Wasmtime(pooling allocator): Batch decommits

This introduces a `DecommitQueue` for batching decommits together in the pooling allocator: * Deallocating a memory/table/stack enqueues their associated regions of memory for decommit; it no longer immediately returns the associated slot to the pool's free list. If the queue's length has reached the configured batch size, then we flush the queue by running all the decommits, and finally returning the memory/table/stack slots to their respective pools and free lists. * Additionally, if allocating a new memory/table/stack fails because the free list is empty (aka we've reached the max concurrently-allocated limit for this entity) then we fall back to a slow path before propagating the error. This slow path flushes the decommit queue and then retries allocation, hoping that the queue flush reclaimed slots and made them available for this fallback allocation attempt. This involved defining a new `PoolConcurrencyLimitError` to match on, which is also exposed in the public embedder API. It is also worth noting that we *always* use this new decommit queue now.
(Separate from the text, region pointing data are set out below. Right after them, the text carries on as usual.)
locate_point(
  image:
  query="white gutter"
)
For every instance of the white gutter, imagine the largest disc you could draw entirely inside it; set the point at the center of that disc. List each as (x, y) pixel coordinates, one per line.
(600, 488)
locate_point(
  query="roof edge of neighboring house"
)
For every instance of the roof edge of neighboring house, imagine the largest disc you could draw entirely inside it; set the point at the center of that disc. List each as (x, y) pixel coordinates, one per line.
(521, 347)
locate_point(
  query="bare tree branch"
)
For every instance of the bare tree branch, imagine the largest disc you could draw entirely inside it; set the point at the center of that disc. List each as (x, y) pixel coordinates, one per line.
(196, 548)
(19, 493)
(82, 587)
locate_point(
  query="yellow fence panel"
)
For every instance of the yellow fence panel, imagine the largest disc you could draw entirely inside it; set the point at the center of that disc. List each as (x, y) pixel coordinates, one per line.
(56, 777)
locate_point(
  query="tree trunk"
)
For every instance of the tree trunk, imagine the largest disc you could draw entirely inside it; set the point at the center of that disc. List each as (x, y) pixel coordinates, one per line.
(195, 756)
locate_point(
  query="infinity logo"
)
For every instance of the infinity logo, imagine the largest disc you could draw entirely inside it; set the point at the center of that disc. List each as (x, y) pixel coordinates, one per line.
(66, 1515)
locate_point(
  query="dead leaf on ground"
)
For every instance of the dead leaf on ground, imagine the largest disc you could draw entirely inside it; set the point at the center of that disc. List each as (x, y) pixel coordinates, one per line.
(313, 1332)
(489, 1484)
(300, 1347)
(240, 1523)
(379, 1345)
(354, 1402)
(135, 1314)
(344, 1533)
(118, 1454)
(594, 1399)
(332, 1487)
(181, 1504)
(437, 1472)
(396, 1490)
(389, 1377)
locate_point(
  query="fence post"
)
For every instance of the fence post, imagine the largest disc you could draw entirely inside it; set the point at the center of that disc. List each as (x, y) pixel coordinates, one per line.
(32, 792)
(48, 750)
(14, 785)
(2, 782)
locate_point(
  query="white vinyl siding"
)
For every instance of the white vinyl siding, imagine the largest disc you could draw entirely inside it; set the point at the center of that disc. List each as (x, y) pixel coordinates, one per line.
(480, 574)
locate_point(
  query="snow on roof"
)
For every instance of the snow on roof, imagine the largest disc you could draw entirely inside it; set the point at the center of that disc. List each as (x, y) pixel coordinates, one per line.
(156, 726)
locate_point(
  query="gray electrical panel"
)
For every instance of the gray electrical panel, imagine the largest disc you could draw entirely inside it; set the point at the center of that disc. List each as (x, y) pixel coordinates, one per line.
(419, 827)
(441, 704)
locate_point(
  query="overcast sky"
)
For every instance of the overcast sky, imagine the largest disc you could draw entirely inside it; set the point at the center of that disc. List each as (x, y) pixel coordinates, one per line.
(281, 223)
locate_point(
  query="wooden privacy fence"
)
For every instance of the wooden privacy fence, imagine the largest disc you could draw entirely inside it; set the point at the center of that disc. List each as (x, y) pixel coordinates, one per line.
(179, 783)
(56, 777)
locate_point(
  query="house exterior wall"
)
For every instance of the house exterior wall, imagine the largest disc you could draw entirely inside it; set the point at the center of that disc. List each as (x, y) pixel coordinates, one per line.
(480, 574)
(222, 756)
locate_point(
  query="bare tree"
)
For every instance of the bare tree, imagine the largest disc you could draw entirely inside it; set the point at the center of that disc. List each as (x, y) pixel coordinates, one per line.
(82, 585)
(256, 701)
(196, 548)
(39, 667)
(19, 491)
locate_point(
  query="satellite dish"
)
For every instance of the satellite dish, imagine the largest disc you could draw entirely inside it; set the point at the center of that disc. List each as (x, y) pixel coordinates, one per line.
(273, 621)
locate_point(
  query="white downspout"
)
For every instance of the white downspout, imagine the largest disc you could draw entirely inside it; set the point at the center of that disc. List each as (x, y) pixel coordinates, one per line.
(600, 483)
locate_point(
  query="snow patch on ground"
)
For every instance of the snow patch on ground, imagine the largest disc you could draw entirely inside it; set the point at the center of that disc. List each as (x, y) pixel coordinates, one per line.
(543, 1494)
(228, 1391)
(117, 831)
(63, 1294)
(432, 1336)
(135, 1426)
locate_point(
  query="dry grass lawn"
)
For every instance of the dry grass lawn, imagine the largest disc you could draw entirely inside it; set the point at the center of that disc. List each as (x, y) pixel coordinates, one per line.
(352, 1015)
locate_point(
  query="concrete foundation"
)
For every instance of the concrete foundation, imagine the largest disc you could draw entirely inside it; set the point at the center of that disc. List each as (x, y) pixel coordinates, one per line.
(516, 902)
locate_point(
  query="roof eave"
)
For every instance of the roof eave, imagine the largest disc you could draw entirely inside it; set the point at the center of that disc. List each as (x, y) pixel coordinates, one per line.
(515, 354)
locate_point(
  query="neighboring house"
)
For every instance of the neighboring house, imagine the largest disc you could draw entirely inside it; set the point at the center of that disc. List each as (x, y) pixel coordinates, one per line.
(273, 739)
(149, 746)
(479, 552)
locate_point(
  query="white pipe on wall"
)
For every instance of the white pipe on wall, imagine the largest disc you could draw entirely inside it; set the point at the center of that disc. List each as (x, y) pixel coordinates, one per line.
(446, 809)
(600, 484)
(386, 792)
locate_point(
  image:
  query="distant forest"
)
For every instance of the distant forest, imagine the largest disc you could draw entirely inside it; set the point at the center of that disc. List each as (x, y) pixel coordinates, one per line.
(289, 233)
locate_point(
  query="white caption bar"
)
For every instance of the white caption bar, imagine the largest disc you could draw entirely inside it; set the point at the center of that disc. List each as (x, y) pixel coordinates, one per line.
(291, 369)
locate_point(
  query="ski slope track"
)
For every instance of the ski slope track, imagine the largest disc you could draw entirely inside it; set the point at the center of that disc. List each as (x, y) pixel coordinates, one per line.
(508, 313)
To keep the existing behavior, where e.g. a memory's decommits happen immediately on deallocation, you can use a batch size of one. This effectively disables queueing, forcing all decommits to be flushed immediately. The default decommit batch size is one. This commit, with batch size of one, consistently gives me an increase on `wasmtime serve`'s requests-per-second versus its parent commit, as measured by `benches/wasmtime-serve-rps.sh`. I get ~39K RPS on this commit compared to ~35K RPS on the parent commit. This is quite puzzling to me. I was expecting no change, and hoping there wouldn't be a regression. I was not expecting a speed up. I cannot explain this result at this time. Co-Authored-By: Jamey Sharp <jsharp@fastly.com>
bytecodealliance · May 9, 2024 · 95686db · 95686db
1 parent 330eb20
commit 95686db
Show file tree

Hide file tree

Showing 21 changed files with 657 additions and 179 deletions.
diff --git a/benches/wasmtime-serve-rps.sh b/benches/wasmtime-serve-rps.sh
@@ -15,12 +15,16 @@ set -e
 
 repo_dir="$(dirname $0)/.."
 cargo_toml="$repo_dir/Cargo.toml"
+target_dir="$CARGO_TARGET_DIR"
+if [[ "$target_dir" == "" ]]; then
+    target_dir="$repo_dir/target"
+fi
 
 # Build Wasmtime.
 cargo build --manifest-path "$cargo_toml" --release -p wasmtime-cli
 
 # Spawn `wasmtime serve` in the background.
-cargo run --manifest-path "$cargo_toml" --release -- serve "$@" &
+"$target_dir/release/wasmtime" serve "$@" &
 pid=$!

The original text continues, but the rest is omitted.